NEW DELHI -- A critical piece of China's Belt and Road initiative violates India's claim to Kashmir, the South Asian nation's commerce and industry minister said, explaining New Delhi's reluctance to support Beijing's massive infrastructure-building scheme.
India did not send any official representatives to China's Belt and Road Forum for International Cooperation, held Sunday and Monday in Beijing to tout Chinese President Xi Jinping's vision of roads, rails and other links stretching across Asia to the Middle East and Europe.
New Delhi's position on the Chinese initiative has been the product of a "strategic decision," Nirmala Sitharaman told The Nikkei in an interview Monday.
At issue is the China-Pakistan Economic Corridor, a set of infrastructure projects funded partly by China that run through Kashmir. Sitharaman described these as "activities in a territory which is Indian" and "which Pakistan has occupied."

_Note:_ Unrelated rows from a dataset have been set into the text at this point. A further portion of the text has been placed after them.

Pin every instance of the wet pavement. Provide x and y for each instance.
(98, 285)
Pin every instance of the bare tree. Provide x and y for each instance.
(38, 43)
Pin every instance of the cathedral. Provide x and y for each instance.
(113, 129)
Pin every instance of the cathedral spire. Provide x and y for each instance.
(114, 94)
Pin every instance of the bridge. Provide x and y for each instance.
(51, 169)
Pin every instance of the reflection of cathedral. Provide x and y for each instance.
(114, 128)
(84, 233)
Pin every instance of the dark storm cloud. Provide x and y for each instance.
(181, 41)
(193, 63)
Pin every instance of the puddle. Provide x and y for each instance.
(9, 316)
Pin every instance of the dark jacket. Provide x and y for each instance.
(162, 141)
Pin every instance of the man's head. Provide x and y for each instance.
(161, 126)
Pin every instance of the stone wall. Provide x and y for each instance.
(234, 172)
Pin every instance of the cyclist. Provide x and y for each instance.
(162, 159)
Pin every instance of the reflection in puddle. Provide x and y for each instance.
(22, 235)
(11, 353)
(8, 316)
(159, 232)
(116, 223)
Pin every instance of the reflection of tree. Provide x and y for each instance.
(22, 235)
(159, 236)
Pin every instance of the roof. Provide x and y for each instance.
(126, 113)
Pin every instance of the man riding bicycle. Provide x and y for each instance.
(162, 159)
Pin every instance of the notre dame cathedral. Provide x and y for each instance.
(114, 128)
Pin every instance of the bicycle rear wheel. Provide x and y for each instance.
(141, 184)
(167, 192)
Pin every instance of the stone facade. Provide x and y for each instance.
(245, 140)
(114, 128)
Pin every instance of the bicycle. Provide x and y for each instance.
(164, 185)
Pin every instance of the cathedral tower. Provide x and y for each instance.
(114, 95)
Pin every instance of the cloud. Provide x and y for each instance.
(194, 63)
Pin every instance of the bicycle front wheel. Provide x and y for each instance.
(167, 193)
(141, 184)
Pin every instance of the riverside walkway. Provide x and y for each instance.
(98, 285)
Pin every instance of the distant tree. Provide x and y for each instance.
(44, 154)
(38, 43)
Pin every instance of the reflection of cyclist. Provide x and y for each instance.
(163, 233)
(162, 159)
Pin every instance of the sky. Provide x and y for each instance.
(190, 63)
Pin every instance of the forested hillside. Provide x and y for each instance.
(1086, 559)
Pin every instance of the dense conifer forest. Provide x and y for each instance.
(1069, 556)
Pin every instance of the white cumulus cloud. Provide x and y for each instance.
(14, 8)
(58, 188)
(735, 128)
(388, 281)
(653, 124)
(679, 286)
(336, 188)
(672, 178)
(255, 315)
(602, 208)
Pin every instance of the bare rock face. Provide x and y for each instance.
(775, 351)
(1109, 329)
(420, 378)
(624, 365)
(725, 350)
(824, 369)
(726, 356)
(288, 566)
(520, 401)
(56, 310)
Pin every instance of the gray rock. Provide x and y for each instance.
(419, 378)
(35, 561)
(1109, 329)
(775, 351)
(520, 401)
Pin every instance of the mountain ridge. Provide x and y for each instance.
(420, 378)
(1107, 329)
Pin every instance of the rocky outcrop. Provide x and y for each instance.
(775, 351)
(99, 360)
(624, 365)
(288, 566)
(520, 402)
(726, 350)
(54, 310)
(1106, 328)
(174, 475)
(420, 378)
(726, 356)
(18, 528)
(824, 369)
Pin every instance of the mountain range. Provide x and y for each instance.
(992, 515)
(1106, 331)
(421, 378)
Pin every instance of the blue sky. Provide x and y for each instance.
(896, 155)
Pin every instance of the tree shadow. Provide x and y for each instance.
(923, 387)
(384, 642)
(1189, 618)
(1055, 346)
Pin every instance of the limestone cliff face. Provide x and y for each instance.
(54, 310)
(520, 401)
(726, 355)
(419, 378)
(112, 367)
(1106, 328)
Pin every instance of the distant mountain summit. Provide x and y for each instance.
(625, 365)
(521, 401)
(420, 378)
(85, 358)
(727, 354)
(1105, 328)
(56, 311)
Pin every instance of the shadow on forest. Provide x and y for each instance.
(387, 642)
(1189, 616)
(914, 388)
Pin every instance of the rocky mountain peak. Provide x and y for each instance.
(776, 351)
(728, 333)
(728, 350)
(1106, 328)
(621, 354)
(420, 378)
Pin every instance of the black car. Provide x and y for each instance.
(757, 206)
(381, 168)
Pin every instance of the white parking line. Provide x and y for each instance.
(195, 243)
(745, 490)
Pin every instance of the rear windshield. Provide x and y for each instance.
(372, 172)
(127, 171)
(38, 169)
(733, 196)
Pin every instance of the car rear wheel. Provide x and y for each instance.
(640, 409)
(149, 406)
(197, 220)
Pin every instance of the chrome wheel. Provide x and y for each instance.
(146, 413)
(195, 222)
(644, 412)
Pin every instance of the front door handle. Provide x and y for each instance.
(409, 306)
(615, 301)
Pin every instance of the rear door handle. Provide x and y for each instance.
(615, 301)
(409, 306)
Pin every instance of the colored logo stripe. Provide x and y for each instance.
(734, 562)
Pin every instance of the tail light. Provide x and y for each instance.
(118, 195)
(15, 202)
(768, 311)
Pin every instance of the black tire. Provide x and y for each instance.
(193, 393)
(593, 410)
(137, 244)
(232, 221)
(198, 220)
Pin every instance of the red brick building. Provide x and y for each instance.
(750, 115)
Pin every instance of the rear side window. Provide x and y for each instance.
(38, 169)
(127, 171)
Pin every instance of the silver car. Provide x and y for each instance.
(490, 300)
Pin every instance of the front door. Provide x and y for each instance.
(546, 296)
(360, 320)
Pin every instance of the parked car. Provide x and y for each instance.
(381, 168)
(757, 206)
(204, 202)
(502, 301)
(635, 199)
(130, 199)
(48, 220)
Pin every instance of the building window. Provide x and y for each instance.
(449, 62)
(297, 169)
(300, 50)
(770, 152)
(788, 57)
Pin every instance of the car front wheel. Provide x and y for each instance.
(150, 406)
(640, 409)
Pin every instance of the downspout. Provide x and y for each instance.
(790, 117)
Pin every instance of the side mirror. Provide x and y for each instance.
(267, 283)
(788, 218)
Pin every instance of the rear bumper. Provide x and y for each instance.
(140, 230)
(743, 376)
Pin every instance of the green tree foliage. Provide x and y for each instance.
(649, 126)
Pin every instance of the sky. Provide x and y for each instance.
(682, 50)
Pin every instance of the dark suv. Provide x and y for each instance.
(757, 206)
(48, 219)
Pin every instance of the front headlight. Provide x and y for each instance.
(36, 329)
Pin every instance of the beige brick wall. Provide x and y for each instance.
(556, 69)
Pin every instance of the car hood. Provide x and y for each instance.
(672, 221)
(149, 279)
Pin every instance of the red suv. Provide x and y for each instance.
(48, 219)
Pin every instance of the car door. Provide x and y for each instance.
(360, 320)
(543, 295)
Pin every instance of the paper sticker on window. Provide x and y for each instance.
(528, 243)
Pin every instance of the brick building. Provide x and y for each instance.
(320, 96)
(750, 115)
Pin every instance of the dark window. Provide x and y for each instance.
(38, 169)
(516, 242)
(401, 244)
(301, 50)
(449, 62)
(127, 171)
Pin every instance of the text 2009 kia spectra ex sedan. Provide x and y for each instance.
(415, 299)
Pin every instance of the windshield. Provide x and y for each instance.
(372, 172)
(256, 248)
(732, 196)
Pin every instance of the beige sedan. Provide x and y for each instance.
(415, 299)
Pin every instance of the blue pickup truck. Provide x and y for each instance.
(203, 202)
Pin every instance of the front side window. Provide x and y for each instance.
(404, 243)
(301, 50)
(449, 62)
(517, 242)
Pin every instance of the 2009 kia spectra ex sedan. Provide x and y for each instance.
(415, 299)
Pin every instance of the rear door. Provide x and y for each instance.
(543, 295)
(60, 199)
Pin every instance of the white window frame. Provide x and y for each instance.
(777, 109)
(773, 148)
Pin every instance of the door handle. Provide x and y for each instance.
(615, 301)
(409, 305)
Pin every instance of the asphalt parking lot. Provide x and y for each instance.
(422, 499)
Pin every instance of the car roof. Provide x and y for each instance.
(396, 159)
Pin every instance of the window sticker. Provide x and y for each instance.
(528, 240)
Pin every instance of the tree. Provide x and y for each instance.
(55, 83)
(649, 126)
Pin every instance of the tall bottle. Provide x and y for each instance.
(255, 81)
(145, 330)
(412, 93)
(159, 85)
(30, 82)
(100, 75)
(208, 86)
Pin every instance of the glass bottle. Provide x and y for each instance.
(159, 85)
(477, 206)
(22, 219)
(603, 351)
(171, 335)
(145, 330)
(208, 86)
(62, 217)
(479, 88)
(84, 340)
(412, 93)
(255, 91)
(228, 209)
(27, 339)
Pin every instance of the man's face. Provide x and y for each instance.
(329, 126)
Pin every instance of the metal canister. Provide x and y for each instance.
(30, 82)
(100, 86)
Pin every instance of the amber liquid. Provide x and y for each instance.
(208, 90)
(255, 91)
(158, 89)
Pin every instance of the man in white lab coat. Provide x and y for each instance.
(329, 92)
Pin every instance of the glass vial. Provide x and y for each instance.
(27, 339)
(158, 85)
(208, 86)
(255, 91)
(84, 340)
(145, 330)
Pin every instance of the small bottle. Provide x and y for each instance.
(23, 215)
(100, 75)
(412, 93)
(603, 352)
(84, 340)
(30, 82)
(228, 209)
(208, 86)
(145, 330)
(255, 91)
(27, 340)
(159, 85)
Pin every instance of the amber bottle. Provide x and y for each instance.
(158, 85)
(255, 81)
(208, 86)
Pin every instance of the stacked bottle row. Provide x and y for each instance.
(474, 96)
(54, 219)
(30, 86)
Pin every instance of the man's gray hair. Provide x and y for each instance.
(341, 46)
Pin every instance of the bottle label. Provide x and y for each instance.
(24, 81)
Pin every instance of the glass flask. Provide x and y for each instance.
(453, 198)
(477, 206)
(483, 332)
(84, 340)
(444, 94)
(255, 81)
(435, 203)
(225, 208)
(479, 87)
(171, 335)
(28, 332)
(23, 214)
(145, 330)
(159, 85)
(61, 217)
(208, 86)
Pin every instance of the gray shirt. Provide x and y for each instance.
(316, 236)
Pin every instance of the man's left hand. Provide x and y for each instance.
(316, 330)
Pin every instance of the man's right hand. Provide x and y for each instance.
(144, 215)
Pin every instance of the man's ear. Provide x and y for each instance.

"India has from the beginning, from 1947, repeatedly said its position that Kashmir is an integral part of India," said Sitharaman, who has served in Prime Minister Narendra Modi's cabinet since he took office in May 2014. She refused to speculate on whether India would support the Chinese initiative if Kashmir were not involved, saying "there are too many 'ifs' in the question."
Strong signs at home
Prospects are brighter for business on the domestic front. Foreign direct investment in India has grown at a pace of more than 20% year on year since the fiscal year ended March 2015, climbing 22% in the nine months to December 2016. That double-digit growth will "undoubtedly" continue, Sitharaman predicted. The Modi government's Make in India initiative has improved the ease of doing business in the country, she argued.
India is preparing to introduce a goods and services tax on July 1, marking the most comprehensive tax reform since India gained independence. GST rates could be set as soon as this week. Simpler procedures will benefit both large and small to midsize businesses, and Sitharaman said, and the new unified system will "simplify the movement of goods." While the "first few months" after the changes are made could bring "starting-stage problems," those troubles are expected to fade in less than six months.
"Even in this fiscal year, there will be a definite difference" in economic growth, she said.
Recent moves by U.S. President Donald Trump's administration to tighten eligibility conditions for skilled-worker visas are nothing new, Sitharaman stated, and the situation "was not very different" under President Barack Obama.
The minister disputed claims that the H-1B program lets Indian engineers steal American jobs. Of the top 50 companies that use H-1B visas to bring Indian workers to the U.S., "over 25 were U.S.-based American companies," she said, citing an Indian media report.
"There is a skill shortage" in the U.S. information technology sector that the program is helping address, Sitharaman added.